Collaborative Research Centers (CRCs) are among the most sought-after grants for researchers at German universities – and that’s why spirits at the University of Bremen are now particularly high: the German Research Foundation (DFG) has decided to support a new CRC in the social sciences at the University of Bremen. The CRC 1342 titled “Global Development Dynamics of Social Policy” is scheduled to start on January 1, 2018. In the first four years it will be funded in an amount of around 11 million euros. But that's not all: The DFG also decided to extend the Transregional Collaborative Research Center (CRC / TRR) 136 “Function-Oriented Manufacturing Based on Characteristic Process Signatures”. CRC / TRR can now continue its successful work with another 9.5 million euros of funding up to 2021.
The President of the University is pleased: “A beacon on the research landscape”

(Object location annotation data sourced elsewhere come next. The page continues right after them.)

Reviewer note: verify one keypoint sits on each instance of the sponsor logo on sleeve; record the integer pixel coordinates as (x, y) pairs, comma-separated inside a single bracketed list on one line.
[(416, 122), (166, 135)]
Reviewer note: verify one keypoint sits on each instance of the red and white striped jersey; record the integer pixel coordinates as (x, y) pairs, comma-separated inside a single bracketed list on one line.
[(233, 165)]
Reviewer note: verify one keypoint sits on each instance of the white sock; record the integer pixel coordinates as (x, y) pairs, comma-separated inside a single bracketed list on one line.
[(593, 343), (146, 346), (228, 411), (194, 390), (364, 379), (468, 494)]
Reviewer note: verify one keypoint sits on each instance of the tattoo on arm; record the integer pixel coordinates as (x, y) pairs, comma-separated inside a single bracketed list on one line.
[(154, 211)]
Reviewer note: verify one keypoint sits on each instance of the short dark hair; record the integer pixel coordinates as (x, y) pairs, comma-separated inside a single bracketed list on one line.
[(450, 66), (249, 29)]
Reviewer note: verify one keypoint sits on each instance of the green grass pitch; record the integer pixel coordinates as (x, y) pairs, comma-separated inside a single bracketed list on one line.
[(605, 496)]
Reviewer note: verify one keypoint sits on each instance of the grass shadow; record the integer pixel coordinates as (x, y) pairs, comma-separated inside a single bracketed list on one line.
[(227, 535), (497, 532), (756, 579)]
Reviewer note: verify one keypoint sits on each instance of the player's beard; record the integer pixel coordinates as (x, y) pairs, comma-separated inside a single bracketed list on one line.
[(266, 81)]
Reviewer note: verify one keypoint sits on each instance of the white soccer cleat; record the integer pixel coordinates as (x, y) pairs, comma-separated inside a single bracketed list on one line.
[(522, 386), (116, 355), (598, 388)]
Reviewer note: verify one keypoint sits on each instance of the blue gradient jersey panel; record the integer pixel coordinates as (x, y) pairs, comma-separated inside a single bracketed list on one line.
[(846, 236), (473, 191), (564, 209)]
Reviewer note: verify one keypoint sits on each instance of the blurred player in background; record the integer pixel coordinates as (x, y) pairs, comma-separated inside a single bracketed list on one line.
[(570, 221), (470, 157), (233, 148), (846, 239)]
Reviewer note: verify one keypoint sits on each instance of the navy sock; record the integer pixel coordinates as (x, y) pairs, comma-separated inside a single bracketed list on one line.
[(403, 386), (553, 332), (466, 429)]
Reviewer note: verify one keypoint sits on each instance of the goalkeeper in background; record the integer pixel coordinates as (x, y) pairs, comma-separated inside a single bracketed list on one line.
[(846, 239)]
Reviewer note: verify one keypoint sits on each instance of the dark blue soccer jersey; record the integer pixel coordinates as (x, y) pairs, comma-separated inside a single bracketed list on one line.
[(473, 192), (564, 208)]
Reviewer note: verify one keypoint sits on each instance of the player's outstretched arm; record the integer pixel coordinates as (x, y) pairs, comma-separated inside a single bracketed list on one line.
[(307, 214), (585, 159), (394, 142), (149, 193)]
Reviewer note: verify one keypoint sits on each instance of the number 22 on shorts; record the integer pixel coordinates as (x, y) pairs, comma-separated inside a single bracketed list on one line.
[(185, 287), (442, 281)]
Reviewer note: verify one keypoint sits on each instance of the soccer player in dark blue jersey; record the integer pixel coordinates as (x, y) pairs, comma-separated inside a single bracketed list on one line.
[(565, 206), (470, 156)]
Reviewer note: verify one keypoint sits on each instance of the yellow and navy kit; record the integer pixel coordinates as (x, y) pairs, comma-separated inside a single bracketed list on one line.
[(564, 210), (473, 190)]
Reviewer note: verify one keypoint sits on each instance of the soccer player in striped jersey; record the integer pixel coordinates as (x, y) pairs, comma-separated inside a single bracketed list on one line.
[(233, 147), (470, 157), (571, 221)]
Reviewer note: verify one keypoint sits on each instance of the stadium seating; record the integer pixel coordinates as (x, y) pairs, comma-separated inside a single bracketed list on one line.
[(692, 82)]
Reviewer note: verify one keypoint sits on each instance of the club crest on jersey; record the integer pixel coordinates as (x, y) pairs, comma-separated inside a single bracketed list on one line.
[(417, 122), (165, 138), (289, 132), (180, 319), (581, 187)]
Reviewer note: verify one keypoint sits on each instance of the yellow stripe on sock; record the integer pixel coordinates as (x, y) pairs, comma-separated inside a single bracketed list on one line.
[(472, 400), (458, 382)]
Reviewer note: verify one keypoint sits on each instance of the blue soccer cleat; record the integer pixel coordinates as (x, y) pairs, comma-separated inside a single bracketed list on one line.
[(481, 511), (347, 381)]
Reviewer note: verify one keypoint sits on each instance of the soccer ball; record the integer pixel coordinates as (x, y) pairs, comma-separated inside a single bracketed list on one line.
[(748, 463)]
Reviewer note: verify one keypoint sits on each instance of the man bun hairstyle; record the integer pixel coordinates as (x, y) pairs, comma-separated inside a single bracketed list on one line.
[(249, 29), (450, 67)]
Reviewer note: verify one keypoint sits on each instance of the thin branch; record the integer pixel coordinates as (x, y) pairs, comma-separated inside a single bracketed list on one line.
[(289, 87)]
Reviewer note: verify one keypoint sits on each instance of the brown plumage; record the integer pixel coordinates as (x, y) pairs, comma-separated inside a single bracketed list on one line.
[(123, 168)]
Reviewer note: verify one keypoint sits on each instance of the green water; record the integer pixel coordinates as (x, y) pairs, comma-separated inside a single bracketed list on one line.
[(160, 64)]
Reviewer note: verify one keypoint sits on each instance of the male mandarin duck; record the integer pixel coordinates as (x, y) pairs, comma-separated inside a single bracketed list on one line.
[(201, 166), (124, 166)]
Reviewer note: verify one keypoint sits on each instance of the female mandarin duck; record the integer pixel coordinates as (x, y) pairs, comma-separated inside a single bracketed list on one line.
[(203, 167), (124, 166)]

The President of the University of Bremen, Professor Bernd Scholz-Reiter, is more than pleased about the two positive decisions and the acquisition of third-party funding in such high amounts. “For the University of Bremen, this double success is an emphatic confirmation of the DFG's trust in our outstanding research work and strength in cooperation. The funding not only anchors research in socially important fields of knowledge in Bremen, it also opens up good prospects for our early-career researchers. The decisions also illustrate that the University of Bremen acts like a ‘beacon’ on the research landscape.”
How does state social policy develop and change?
The new CRC 1342 deals with the worldwide developments and processes of change in state social policy. Each country handles its social policy differently, and developments in the area of social policy are taking place in very different forms and at different speeds. The DFG grant now gives Bremen researchers the opportunity to examine the respective changes and phenomena in more detail. They want to reach far beyond previous social policy research and act as a catalyst for new geographic, conceptual and analytical approaches. In total, the new CRC will involve more than 70 researchers from the fields of political science, sociology, health sciences, history, geography, computer science and law.
Production Engineering CRC “Process Signatures” enters the second funding phase
The transregional Collaborative Research Center “Function-Oriented Manufacturing Based on Characteristic Process Signatures”, which has already been carrying out successful research over the past four years, submitted a convincing application for continued funding and has now been rewarded with follow-up funding amounting to 9.5 million euros up to 2021. The concept behind so-called “process signatures” is now to be further developed in the direction of industrial application. Process signatures are a new approach in materials-oriented manufacturing, by means of which basic processes in the production of highly stressed components – such as gears for wind turbines – are concretized in a consistent representation. Among other things, the long-term goal is to use the research results to significantly improve the quality and service life of such components.